The world seems scarier now than when I was young. For many job security and the health insurance that came with it are a thing of the past. Citizens are increasingly divided into hostile political and cultural camps. There is greater fear of crime and terrorism. We are more isolated.

The world that we live in is changing rapidly in ways that we can’t anticipate or seemingly influence. And it may be my imagination, but there seem to be more frightening things in people’s personal lives.

How we manage fear can save our lives, enrich them, or make them less livable.

Our species survived to become what we are because we have the capacity to feel fear. It alerts us to danger, focuses our attention, and prepares us to take action.

Imagine a deer grazing in the woods. It hears a sound, feels afraid, and becomes totally aware of its environment. If there is no threat, the deer relaxes completely and goes back to grazing. If the threat is real, the awareness created by fear can save its life.

Paying attention to fear tells us what we need to do to change the conditions that are making us afraid. Doing so makes our lives better and enables us to enjoy them with some sense of peace.

If there is little that we can to do to change our circumstances, acknowledging our fear enables us to identify means of enduring the situation as best we can. We can stop worrying about what we can’t control.

If we ignore any strong and recurring emotion—fear, grief, anger—it runs us. We make unconscious choices that are not in our best interest and may hurt others. We do not recognize better options. Most folks I know, including me, seem to be doing a lot of this. I can think of several reasons why.

Societal changes have made us more isolated. Being more alone obligates us to push down our fear in two ways.

When we had institutions that nurtured community, we talked and listened to each other more. Doing so enabled us to put our circumstances in perspective, understanding what really wasn’t a threat and what we could do to mange what really was.

And being more isolated makes us feel more vulnerable. We face threats as individuals or nuclear families rather than as a community. In turn, fear separates us from others because we don’t know what to expect from them.

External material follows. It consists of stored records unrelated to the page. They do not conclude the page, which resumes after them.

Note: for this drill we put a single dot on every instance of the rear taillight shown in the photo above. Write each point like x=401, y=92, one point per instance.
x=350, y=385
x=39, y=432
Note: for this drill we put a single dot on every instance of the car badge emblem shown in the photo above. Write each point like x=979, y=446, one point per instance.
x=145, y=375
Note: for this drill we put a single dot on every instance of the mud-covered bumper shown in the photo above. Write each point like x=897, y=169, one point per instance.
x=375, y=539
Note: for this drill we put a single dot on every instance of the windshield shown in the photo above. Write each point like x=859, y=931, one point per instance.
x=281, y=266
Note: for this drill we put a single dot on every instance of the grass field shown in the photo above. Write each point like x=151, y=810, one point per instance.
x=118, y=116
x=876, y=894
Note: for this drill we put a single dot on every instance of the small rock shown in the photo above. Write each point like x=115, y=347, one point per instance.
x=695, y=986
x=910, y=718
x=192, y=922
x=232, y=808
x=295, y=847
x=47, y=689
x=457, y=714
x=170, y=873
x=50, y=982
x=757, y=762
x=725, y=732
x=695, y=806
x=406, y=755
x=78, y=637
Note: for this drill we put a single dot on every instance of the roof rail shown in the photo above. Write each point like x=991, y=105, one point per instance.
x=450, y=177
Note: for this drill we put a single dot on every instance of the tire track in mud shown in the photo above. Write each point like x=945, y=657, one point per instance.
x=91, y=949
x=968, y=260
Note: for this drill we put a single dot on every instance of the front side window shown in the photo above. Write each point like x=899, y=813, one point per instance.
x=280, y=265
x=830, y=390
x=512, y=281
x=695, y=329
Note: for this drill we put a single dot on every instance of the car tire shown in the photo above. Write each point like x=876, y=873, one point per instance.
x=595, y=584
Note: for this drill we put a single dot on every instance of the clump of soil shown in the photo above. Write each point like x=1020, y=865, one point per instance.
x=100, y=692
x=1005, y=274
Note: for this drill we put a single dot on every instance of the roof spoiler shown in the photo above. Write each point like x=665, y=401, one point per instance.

Another reason why we repress our fear is that as we were coming of age, we—particularly men—were often ridiculed when we showed fear. Or worse, others used our fear to take advantage of us. So pushing down fear became an automatic and unconscious protective habit.

This is ironic because one cannot be courageous without being afraid. Courage is not the absence of fear. It is doing the right thing despite one’s fear.

In combat, fear makes one aware of threats and more accurate in calculating their true risks. Repressing fear can make one inattentive, stupid, and dead.

Ignoring fear means that to some extent we are stressed all the time. Humans evolved physical responses to fear to enable us to take immediate action and then relax after the threat is past. But when we live with chronic stress, those physical responses—increased blood pressure and muscle tension, shallower breathing, elevated cortisol levels, and so on—are at work all the time. They do long-term damage to our bodies and shorten our lives.

Being constantly stressed is miserable. One way to manage it is to give up. We may feel taken-for-granted, often unconscious, hopelessness, but it is familiar. Yet that very hopelessness makes us believe that successfully confronting the challenges that frighten us is impossible.

Another way to manage fear is through drugs, alcohol, or some other form of addiction, so that when we feel fear, we numb it out. But again, we never deal with what is making us afraid, and we can do serious damage to ourselves and to those we love.

Perhaps the best way to manage fear is to talk about it, or at least about the conditions that are producing it. Get listened to and listen to others in turn. Put the fear in perspective and identify options. Do what you can do, and stop worrying about what you can’t.

When we try this, we can discover that others share our fears. And there are often scary things that we can do nothing about as individuals, but we can change if we work together. In the end, our best security is each other.